Trainer Bubista: „Wir wollen einen zweiten Traum erfüllen“

Trainer Bubista (bürgerlich Pedro Leitão Brito) coacht die Mannschaft seit sechs Jahren und hat ihr eine klare Struktur und enormes Selbstvertrauen eingeimpft. „Seit dem Beginn des Turniers sage ich: Wir wollen auf dem höchstmöglichen Level mithalten. Das haben wir jetzt zweimal geschafft. Und jetzt wollen wir einen zweiten Traum erfüllen: Uns für die K.o.-Runde zu qualifizieren“, sagte er nach dem Spiel.

Der 56-Jährige suchte gezielt nach Spielern mit kapverdischen Wurzeln – und fand sie in Ligen wie Irland, Finnland oder der zweiten portugiesischen Liga.

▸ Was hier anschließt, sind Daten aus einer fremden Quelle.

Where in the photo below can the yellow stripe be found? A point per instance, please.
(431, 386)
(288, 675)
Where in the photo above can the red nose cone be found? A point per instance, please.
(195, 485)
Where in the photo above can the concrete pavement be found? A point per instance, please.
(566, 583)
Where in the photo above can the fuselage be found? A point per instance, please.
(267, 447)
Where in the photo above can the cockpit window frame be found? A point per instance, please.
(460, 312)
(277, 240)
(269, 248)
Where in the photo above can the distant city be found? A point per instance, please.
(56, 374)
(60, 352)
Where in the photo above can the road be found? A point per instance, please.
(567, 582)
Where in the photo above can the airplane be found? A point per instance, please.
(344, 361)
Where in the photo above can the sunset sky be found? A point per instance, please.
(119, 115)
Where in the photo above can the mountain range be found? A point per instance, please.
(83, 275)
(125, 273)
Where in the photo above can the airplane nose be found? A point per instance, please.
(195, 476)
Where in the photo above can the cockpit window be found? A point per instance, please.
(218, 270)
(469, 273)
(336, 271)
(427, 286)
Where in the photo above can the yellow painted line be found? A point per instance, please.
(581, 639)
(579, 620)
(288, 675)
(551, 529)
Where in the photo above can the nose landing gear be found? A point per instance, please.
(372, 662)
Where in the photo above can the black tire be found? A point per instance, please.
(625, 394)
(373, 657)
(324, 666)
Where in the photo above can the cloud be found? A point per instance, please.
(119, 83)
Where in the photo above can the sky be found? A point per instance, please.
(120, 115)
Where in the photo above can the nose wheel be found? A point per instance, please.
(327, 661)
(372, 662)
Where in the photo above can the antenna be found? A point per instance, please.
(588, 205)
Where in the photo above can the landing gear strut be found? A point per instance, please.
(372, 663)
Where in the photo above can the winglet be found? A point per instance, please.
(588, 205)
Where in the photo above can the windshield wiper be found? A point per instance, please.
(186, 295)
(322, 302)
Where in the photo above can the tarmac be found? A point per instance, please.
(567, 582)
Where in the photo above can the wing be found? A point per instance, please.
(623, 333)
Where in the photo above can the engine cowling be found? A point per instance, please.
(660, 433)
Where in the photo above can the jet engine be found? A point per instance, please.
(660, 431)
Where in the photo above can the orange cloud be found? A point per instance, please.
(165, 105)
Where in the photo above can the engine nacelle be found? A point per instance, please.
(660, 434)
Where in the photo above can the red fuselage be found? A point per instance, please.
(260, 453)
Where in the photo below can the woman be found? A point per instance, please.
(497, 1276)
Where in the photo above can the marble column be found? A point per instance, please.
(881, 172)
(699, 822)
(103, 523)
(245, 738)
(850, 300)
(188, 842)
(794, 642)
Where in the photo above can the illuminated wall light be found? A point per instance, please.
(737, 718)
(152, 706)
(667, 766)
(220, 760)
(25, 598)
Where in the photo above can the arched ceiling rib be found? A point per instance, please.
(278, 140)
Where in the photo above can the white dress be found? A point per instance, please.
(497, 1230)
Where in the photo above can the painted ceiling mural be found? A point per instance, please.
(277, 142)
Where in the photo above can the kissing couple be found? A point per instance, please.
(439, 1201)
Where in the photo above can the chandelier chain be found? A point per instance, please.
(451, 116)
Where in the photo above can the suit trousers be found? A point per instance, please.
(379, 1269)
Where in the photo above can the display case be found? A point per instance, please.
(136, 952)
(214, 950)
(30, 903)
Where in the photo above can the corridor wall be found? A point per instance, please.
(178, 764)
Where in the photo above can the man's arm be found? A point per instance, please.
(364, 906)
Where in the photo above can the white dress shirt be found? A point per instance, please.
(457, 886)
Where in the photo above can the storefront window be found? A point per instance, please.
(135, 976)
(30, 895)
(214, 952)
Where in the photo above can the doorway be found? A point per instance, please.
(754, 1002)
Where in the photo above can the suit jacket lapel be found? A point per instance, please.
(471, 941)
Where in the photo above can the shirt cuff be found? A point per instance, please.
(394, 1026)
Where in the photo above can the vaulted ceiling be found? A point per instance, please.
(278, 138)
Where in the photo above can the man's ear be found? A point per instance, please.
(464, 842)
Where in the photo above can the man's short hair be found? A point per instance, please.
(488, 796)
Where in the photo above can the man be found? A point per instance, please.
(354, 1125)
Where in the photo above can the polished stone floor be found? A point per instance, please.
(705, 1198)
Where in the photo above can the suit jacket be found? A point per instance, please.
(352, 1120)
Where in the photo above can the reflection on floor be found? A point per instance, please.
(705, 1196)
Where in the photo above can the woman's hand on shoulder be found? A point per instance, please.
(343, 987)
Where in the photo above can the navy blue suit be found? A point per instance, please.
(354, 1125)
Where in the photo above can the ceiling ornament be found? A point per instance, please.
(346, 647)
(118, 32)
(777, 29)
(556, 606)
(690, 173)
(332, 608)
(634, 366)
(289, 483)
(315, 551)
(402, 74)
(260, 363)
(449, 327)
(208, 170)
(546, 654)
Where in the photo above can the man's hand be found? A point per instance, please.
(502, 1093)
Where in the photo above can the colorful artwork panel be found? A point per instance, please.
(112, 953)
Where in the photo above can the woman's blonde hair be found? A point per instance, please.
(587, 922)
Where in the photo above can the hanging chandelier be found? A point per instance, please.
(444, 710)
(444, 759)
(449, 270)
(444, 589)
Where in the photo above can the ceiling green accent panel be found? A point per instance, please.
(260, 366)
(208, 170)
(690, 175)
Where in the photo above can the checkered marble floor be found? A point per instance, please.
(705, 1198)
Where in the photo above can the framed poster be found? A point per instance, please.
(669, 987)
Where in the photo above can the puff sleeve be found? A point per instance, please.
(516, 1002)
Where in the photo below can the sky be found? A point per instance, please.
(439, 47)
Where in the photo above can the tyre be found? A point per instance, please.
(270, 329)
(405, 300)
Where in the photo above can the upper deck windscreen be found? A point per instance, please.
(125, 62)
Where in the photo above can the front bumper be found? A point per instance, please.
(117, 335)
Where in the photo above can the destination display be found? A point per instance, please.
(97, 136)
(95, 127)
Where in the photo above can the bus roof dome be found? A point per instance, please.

Roberto Lopes, in Dublin geboren und für die Shamrock Rovers spielend, sagte mit breitem irischen Akzent: „Das ist eine verrückte Story. Ich habe das niemals für möglich gehalten.“

Vozinhas Mutter auf der Tribüne

Torwart Vozinha, Held des Spanien-Spiels, stand diesmal nur einmal im Fokus: In der 70. Minute lenkte er einen Eckball an den Pfosten, Maxi Araujo staubte ab – doch der Treffer wurde wegen Abseits zurückgenommen. Vozinhas Mutter, deren Visum für die USA noch rechtzeitig eingetroffen war, fieberte auf der Tribüne mit.

Blick nach vorn

Kap Verde reist mit breiter Brust zum entscheidenden Gruppenspiel gegen Saudi-Arabien. „Wir haben Respekt vor jedem Gegner. Aber wir sind jetzt an einem Punkt, an dem ich sage: Ja, wir kämpfen definitiv um das Erreichen der nächsten Runde“, betonte Bubista. Ein Sieg würde den krassen Außenseiter – mit seinen 13 Inseln und weniger als 600.000 Einwohnern – ins Achtelfinale katapultieren.